A ferramenta consolida dados de mais de 80 anos de processos da Agência Nacional de Mineração, e permite o cruzamento com o histórico da área minerada a partir de mapas anuais de cobertura e uso da terra no Brasil.
O coordenador da equipe de Mineração do MapBiomas, César Diniz, explicou que o levantamento reúne e organiza dados dispersos, destaca situações atípicas e apresenta as informações de forma clara, compreensível e com acesso gratuito, tanto para órgãos de fiscalização e controle, quanto para jornalistas, pesquisadores e sociedade civil organizada.
“Dentre os sinais de inconsistência processual que a plataforma permite averiguar, nós temos processos minerários que estão dentro de áreas restritas à mineração; sinal de mineração em processos que ainda estão em fase inapropriada; e inconsistências quando o minerador começa a minerar, mas a sua licença só passou a vigorar depois que ele iniciou o processo de mineração. Então todas essas verificações agora se tornaram fáceis de ser feitas, analisadas e visualizadas.”

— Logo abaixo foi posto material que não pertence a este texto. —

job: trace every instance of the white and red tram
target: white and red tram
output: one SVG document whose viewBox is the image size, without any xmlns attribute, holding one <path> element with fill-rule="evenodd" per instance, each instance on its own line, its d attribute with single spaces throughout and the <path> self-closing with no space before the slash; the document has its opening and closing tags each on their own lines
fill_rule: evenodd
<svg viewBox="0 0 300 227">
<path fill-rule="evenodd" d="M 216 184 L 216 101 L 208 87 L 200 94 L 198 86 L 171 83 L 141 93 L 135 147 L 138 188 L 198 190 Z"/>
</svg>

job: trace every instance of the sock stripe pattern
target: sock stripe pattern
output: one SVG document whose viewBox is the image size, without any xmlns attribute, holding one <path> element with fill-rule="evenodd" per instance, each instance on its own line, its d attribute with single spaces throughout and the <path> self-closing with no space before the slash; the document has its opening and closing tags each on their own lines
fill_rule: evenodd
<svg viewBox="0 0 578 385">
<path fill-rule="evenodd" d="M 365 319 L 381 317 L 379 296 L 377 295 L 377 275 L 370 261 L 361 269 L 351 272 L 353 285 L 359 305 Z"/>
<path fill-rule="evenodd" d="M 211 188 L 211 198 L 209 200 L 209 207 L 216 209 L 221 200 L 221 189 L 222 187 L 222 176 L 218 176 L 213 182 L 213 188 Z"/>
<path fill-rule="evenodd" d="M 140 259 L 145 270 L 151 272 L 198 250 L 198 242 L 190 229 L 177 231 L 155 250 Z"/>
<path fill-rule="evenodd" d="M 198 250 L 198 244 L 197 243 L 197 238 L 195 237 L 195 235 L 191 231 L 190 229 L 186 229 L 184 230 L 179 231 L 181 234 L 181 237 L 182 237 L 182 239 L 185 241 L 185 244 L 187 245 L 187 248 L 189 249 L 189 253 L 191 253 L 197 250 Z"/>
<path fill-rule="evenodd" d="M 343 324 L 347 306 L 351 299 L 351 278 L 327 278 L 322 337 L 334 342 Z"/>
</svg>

A finalidade, segundo ele, é apoiar o poder público na ampliação da transparência e no aprimoramento dos processos relacionados à produção, comercialização e aquisição de produtos oriundos das atividades minerárias.
O Monitor da Mineração também permite a geração de um laudo por processo, com oito indicadores que incluem os dados puros, um resumo de cruzamento de dados, imagens de satélite, com mosaicos anuais e fontes dos dados.
A reportagem pediu uma avaliação do Ministério de Minas e Energia e da Agência Nacional de Mineração sobre o Monitor do MapBiomas, e ainda aguarda posicionamento.